Many countries and regions of countries similarly seem to have uniquecharacteristics that prime them for success. Turkey seems to grow yacht builders, the U.S., entrepreneurs. Some believe it is the Wild West spirit of adventure and risk-taking that makes the U.S. the center of global entrepreneurism. Throttle that spirit through excessive regulation or taxation and we risk becoming just another country. While regulation can thwart the creative enterprise, it can also create conditions that make it possible for endemic institutions to survive. It's difficult to balance the benefits of protecting endemic companies that bring unique value with the protectionism that makes companies and countries less competitive.

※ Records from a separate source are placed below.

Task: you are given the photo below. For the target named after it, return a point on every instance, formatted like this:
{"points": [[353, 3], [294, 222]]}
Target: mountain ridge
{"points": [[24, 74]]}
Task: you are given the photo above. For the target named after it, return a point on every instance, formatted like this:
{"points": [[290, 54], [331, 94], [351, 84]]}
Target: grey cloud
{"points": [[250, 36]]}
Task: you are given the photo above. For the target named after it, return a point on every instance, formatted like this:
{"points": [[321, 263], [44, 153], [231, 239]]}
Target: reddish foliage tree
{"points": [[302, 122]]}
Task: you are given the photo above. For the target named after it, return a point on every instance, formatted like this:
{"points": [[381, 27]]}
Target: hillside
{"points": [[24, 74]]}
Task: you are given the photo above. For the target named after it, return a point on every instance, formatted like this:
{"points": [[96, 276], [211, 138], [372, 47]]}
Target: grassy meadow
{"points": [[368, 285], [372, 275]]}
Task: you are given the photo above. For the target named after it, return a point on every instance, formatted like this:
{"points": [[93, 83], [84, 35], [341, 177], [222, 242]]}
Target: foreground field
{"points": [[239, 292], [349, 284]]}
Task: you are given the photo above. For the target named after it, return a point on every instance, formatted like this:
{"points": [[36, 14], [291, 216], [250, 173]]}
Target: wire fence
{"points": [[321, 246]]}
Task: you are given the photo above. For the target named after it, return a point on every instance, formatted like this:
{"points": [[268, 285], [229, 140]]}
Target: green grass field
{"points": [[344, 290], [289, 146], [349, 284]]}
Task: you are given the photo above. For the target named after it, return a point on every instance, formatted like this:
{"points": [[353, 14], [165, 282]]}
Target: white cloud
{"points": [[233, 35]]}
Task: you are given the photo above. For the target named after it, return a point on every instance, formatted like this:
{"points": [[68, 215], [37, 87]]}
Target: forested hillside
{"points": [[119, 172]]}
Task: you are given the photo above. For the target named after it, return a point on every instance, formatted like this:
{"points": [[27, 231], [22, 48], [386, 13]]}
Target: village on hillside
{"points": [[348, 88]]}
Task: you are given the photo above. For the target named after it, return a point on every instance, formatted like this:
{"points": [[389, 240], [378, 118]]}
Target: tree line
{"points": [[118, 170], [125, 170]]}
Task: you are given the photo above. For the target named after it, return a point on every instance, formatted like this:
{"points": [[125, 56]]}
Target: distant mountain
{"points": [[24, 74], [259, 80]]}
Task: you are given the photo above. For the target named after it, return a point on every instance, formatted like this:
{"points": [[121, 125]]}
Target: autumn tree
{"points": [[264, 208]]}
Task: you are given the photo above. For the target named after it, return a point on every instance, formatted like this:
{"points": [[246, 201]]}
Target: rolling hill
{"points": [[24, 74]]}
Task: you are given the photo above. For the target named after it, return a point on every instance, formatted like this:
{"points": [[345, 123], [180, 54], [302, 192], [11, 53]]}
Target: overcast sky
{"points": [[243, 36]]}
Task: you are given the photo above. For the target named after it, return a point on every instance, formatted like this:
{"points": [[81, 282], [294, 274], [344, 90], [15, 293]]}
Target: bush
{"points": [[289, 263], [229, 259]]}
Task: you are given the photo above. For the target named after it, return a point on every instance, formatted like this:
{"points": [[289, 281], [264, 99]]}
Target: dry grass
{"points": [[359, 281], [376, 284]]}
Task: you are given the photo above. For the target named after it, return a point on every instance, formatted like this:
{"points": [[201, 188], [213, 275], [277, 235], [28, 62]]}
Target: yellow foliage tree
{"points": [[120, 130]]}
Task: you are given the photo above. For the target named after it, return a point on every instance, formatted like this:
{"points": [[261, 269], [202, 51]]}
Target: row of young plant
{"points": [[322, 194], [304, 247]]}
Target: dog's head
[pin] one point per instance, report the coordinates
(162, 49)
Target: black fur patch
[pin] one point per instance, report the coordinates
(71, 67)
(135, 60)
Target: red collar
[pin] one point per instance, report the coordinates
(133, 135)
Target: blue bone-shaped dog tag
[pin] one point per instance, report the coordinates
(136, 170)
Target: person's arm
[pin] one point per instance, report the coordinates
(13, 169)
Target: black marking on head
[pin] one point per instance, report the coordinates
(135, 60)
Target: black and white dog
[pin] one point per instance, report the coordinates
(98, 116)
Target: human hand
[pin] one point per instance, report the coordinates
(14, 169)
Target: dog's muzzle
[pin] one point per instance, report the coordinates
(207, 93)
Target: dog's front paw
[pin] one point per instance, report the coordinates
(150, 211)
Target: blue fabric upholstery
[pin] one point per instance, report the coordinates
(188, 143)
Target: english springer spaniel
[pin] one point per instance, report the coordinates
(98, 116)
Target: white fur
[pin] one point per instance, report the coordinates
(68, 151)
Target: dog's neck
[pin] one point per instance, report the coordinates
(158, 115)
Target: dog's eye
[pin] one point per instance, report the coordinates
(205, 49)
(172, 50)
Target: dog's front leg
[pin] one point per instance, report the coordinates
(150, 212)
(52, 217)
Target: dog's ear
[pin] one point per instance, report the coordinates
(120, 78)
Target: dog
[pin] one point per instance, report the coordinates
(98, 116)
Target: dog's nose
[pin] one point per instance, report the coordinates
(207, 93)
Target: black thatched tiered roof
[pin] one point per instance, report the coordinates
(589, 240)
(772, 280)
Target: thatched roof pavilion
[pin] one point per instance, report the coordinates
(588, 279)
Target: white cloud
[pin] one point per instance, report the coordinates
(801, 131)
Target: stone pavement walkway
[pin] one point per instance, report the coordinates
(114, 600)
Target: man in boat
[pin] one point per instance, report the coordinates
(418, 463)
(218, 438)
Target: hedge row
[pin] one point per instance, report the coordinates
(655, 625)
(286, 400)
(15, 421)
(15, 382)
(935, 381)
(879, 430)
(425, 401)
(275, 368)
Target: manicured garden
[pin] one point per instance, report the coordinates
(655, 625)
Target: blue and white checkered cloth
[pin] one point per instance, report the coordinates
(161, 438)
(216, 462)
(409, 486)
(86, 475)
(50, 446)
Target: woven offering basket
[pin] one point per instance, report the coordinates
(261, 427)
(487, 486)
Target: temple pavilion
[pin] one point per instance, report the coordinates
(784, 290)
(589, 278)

Invasive species. These are non-native species brought into an area—sometimes on purpose, other times by accident—that later become destructive pests. Feral goats and pigs in the Galapagos are destroying the environment. Russian zebra mussels are wreaking havoc in the U.S., harbors in Canada and Europe, power plants, and water treatment facilities. Invasive species destroy some native species and cause others to adapt and change. U.S., Japanese, and European manufacturers face invasive species when they go up against low-cost rivals from China, Brazil, and other rapidly developing economies.
an iguana-eat-iguana business world
The lessons for business executives are several fold.
First, remember that there are no safe havens any more. The world of globality is full of invasive predators ready and eager to eat your lunch. You are in—or will be in—a battle for survival. Be ready to fight for your position.
Second, remember that your competitors have weaknesses as well as strengths. In this iguana-eat-iguana world, be prepared to exploit their weaknesses, as well as your strengths. Some things will work well for you in western markets, but not work well elsewhere. Be flexible. Be prepared to adapt, especially as you enter new environments. Find what works for you in each market or market segment and go with it, but don't expect it to work equally well everywhere.
Third, build on your strengths through mergers, acquisitions, collaboration, change. Doing this right will increase your ability to adapt, make your company stronger, better suited to new environments, and better positioned to win the battle for survival of the fittest.
However your company looks today is not the way it should look in 5 or 10 years. Be sure you are ready to compete with everyone from everywhere for everything. Long-term success requires constant change. Some of it will be subtle, some dramatic. Change is in the nature of progress. Anticipate change, manage change, master change, or your company could become the next Polaroid, needing dramatic conservation measures to save it from extinction.